Today, cassava is cultivated on millions of smallholder farms across sub-Saharan Africa and consumed daily in a wide range of African dishes. This versatile food crop can be harvested and boiled fresh or dried and processed into flour or cassava chips. Cassava is also increasingly in demand for a variety of industrial processes, including those used for pharmaceutical products and biodegradable plastics.

But until NextGen Cassava was formed, cassava breeding had not received the level of investments and attention on par with breeding work devoted to African staple crops like maize. NextGen is making up for this gap by adopting a proven suite of advanced tools to rapidly deliver a wide range of competitive cassava varieties. These approaches include:

  • Using genomic selection to identify ideal breeding stock: NextGen scientists and plant breeders have used advanced crop screening technologies to develop genetic fingerprints or “markers” linked to qualities such as disease resistance, starch quality and higher levels of vitamin A. This information has been used to rapidly scan the genomes of thousands of cassava varieties to more efficiently identify promising individuals and quickly detect evidence of beneficial traits in their offspring.
  • Deploying new, highly efficient phenotyping tools: NextGen has been testing and deploying new tools such as nearinfrared spectroscopy (NIRS) and ground-penetrating radar (GPR) to enable breeders to more rapidly and efficiently assess different qualities of new cassava varieties, technically known as “phenotyping.” With these tools, crop breeders can quickly assess a high numbers of roots, even though they are already deep in the field, for food qualities and other key traits.
  • Flowering innovations: Many important cassava varieties do not flower at all under natural field conditions, which slows down breeding work.

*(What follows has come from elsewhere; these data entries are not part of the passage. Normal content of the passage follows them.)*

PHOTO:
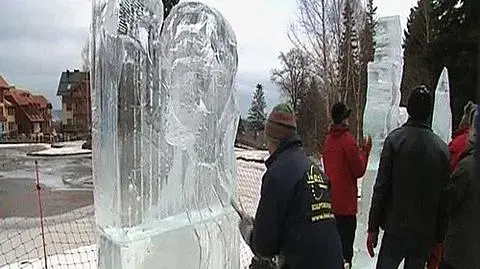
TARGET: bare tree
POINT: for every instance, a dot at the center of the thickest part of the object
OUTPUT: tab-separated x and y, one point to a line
292	76
314	35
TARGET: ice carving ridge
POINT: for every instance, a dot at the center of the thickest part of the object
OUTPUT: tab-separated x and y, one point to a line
442	114
382	115
199	63
164	120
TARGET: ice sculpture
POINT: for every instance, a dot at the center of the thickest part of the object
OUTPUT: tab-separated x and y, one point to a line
382	114
163	132
442	114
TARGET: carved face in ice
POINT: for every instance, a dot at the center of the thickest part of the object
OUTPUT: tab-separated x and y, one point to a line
199	62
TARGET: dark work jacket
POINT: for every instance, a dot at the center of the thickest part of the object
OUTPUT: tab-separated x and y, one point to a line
294	216
410	193
460	248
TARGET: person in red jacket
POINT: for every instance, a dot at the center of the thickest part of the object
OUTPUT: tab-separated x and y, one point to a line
456	147
344	162
459	141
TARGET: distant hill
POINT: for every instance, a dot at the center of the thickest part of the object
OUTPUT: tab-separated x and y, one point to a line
56	114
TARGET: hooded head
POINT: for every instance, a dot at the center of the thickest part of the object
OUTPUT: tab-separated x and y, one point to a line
340	112
281	124
473	132
419	105
467	118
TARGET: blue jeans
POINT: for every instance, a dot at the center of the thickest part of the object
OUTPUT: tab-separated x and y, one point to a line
394	249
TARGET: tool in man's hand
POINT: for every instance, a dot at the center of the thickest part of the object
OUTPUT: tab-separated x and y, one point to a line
240	212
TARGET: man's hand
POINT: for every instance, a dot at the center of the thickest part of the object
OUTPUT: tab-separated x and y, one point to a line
246	228
367	144
372	240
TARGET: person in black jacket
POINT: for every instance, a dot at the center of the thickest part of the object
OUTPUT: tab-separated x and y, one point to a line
410	193
294	217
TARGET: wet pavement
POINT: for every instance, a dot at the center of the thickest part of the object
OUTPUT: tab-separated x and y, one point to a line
61	178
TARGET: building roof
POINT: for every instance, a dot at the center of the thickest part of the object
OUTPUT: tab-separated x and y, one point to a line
26	101
3	82
8	104
69	80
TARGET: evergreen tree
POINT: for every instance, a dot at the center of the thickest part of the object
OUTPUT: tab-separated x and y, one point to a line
349	65
419	67
442	33
311	120
256	113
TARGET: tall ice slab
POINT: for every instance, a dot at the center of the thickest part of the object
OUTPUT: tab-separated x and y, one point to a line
382	115
164	123
442	114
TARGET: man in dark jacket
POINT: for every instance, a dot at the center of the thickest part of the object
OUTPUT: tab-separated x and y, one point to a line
460	246
294	217
408	197
345	162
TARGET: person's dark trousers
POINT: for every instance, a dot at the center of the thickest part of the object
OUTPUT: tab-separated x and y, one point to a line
347	225
394	249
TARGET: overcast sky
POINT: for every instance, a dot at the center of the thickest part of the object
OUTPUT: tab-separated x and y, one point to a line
40	39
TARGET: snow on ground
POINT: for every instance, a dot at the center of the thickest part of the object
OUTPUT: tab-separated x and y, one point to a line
71	237
66	149
79	258
22	145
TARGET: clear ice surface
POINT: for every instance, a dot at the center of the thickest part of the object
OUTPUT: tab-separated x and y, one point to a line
382	115
442	114
165	118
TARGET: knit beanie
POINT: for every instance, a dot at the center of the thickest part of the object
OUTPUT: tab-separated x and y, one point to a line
281	123
340	112
419	105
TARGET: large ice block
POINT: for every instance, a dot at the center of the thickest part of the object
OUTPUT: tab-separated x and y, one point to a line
382	115
442	114
165	118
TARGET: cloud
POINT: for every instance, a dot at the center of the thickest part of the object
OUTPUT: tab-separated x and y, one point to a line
40	39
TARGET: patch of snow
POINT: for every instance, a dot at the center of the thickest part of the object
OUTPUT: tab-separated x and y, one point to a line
68	148
22	145
81	258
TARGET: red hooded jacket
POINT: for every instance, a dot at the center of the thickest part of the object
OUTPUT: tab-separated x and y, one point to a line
344	163
457	146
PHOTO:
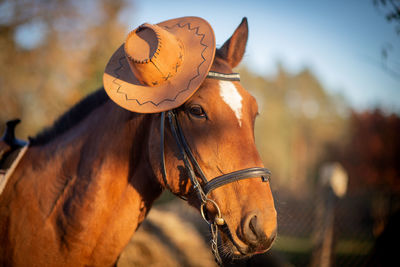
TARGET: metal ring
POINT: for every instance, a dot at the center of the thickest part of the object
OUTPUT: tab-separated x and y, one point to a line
203	214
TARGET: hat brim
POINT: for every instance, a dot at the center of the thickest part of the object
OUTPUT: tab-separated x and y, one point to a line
124	88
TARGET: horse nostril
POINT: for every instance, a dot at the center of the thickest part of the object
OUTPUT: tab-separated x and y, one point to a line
251	230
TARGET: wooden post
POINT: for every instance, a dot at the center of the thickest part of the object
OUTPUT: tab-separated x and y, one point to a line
332	185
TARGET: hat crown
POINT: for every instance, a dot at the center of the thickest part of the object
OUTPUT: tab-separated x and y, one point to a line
154	54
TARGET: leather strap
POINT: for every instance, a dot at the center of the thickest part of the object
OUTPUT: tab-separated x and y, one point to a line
219	181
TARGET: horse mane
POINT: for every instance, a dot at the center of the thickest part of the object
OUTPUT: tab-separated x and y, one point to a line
70	118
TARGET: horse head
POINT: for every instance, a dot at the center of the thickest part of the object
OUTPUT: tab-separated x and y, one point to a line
217	125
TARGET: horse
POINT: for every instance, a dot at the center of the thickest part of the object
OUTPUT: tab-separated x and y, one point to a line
86	183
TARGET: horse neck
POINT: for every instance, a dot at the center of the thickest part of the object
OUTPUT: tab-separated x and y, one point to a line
97	170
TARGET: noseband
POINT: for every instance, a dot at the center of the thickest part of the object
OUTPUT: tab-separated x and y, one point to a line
204	186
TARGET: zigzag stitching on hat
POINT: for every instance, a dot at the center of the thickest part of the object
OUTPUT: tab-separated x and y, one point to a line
180	92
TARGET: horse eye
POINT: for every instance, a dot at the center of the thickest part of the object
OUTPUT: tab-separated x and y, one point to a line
197	111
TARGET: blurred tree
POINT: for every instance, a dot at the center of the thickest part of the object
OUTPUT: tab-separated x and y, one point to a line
391	11
297	118
53	52
372	155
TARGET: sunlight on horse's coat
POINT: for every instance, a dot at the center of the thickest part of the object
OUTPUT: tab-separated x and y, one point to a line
231	96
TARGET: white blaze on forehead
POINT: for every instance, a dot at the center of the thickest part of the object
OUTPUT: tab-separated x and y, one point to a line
231	96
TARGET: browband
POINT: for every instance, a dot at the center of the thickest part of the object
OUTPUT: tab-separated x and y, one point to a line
224	76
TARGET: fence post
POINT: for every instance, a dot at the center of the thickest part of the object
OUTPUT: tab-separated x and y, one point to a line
331	185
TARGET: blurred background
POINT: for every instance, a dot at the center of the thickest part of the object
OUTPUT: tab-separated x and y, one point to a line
326	75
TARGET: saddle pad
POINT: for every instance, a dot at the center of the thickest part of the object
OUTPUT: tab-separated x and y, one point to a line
5	174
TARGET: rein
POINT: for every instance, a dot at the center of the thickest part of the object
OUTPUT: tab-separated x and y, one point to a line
203	186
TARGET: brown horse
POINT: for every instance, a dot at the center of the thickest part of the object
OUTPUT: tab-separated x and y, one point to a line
85	185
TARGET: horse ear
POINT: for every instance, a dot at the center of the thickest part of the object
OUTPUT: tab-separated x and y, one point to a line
233	49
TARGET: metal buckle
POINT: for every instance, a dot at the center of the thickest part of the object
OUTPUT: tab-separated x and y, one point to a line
218	219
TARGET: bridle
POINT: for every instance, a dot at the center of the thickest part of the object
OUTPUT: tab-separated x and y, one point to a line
204	186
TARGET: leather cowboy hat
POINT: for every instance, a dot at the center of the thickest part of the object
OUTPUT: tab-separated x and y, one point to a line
160	65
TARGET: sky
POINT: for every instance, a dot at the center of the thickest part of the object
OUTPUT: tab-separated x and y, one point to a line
340	41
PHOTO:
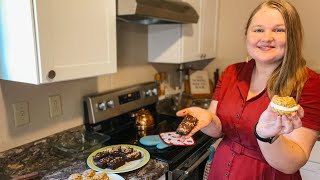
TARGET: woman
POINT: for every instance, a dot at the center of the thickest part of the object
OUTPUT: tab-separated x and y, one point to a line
240	104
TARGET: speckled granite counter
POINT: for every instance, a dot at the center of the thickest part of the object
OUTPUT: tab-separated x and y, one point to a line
52	163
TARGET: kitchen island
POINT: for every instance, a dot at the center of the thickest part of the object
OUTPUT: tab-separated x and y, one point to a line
51	163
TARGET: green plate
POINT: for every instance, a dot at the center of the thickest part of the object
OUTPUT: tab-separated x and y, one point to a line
129	166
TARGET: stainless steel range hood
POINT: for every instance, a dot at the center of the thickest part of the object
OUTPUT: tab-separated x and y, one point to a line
156	12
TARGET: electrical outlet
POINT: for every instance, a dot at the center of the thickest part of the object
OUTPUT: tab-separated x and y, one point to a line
21	113
55	106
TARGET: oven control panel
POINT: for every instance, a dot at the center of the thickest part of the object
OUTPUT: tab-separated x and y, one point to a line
129	97
103	106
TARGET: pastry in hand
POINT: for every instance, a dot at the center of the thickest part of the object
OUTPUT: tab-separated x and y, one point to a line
75	176
101	176
187	124
284	105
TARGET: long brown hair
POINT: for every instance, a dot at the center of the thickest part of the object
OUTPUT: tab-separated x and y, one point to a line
289	77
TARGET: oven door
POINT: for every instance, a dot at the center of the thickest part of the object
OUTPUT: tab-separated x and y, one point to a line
192	167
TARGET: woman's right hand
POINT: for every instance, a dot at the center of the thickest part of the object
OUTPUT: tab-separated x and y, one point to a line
204	117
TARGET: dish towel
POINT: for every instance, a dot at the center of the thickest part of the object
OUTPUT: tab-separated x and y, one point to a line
208	163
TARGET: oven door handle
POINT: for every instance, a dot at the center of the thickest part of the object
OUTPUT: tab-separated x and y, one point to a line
195	165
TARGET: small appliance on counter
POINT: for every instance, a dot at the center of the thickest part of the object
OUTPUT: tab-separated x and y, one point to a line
123	115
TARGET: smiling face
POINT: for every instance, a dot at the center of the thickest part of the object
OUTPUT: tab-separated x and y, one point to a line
266	36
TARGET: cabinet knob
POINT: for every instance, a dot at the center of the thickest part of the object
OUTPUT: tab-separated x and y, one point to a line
52	74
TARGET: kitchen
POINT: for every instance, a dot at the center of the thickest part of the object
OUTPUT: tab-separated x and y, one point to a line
132	59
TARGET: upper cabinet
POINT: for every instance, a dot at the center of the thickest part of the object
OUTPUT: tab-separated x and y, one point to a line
45	41
176	43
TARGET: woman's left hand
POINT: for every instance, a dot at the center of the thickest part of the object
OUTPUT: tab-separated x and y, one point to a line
271	123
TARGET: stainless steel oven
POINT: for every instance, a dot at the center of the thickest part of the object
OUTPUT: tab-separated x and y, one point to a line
109	113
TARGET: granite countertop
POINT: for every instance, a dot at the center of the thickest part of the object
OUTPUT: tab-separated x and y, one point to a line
51	163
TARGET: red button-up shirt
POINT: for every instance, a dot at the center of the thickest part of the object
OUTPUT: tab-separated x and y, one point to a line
238	155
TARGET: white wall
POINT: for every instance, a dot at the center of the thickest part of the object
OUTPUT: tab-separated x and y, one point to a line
132	60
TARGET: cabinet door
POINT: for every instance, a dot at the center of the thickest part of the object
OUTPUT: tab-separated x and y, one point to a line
191	36
209	14
76	38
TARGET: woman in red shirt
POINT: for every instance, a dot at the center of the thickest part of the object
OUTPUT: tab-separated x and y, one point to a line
240	110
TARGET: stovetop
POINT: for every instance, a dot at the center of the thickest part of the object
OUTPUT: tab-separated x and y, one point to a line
109	113
173	155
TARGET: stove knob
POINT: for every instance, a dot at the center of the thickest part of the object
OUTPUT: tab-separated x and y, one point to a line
110	104
102	106
148	93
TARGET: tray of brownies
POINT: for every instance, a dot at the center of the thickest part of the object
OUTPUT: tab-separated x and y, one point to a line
118	158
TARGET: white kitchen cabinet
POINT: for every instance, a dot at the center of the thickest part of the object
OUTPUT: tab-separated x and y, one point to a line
45	41
176	43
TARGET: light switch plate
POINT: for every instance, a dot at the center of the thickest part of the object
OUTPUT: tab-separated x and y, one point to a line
21	113
55	106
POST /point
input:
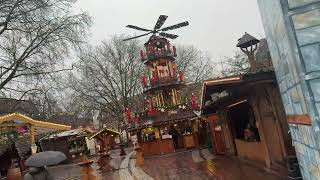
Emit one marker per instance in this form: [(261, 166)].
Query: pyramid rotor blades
[(137, 36), (160, 22), (176, 26), (138, 28), (167, 35)]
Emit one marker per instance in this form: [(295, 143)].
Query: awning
[(35, 126), (105, 130)]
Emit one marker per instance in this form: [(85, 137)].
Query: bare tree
[(238, 64), (195, 64), (36, 36), (108, 77)]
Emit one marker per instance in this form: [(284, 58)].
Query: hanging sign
[(219, 95), (299, 119)]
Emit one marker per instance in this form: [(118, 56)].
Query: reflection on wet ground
[(179, 166)]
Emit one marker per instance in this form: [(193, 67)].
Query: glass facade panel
[(296, 3), (311, 57), (315, 86), (308, 19), (308, 35)]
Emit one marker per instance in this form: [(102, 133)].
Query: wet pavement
[(191, 165), (182, 166)]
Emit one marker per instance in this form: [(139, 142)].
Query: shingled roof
[(167, 116), (247, 40)]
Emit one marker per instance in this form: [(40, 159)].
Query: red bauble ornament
[(141, 54), (181, 76), (144, 81), (128, 113), (193, 101)]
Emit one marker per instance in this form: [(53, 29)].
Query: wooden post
[(86, 169), (122, 152), (32, 135), (139, 157), (14, 173), (104, 162)]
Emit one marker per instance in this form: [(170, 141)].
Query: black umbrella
[(45, 158)]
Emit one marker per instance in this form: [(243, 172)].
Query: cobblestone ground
[(72, 171), (191, 165), (177, 166), (182, 167)]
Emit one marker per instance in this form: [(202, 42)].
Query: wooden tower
[(162, 82)]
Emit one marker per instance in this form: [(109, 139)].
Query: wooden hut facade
[(247, 118)]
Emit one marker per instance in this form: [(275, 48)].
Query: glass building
[(293, 33)]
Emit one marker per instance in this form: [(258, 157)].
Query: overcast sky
[(215, 25)]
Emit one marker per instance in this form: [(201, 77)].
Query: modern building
[(293, 33)]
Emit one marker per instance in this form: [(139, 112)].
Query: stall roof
[(102, 131), (213, 86), (165, 117), (18, 118), (73, 132)]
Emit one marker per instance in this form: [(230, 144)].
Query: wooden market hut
[(18, 134), (105, 139), (169, 122), (156, 134), (72, 143), (247, 117)]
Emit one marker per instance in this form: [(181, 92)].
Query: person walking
[(38, 173)]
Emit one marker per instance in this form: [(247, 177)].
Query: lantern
[(152, 81), (136, 119), (181, 76), (144, 81), (174, 50), (149, 107), (193, 101), (128, 113), (141, 54)]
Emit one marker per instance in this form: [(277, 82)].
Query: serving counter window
[(244, 122)]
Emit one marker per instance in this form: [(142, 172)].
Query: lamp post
[(34, 148), (248, 45)]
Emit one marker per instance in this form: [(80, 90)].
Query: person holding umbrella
[(38, 173), (37, 164)]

NextGen scientists have developed methods to encourage flowering, including something called photoperiod manipulation, along with pruning practices and plant growth regulators. These methods can produce up to 15 times as much fruit and seed, which allows cassava breeders to generate many more progenies from their “crosses” of two cassava varieties.
  • Using advances in hydroponics to produce planting material: Like other root crops such as yams or potatoes, farmers cultivate cassava from a piece of a cassava plant or “cutting,” as opposed to a seed. Developing enough planting material to meet demand can be a bottleneck for replacing old varieties with improved ones. NextGen partners at IITA found a solution by adopting and scaling up a greenhouse method called semi-autotrophic hydroponics (developed by the U.S. crop science company SAHTECNO) that can produce 10 times or more seedlings than previous methods.
  • Breeding (and pre-breeding) for viral disease resistance: Viruses that cause cassava brown streak disease (CBSD) and cassava mosaic disease (CMD) continue to devastate crops in East Africa. Continuous movement of germplasm and pathogens make further epidemics inevitable. To reduce the impact of outbreaks, NextGen has identified genetic sources of resistance and is introducing these “defender genes” into local cassava varieties in East Africa and also preemptively in West Africa.

NextGen Impact Report

NextGen Cassava has blended advanced breeding techniques with market intelligence and community engagement to develop a new model for deploying advanced crop science to solve practical problems.

The result has been a decade of impact: a radical transformation of cassava breeding practices across sub-Saharan Africa that are now in high demand across the continent.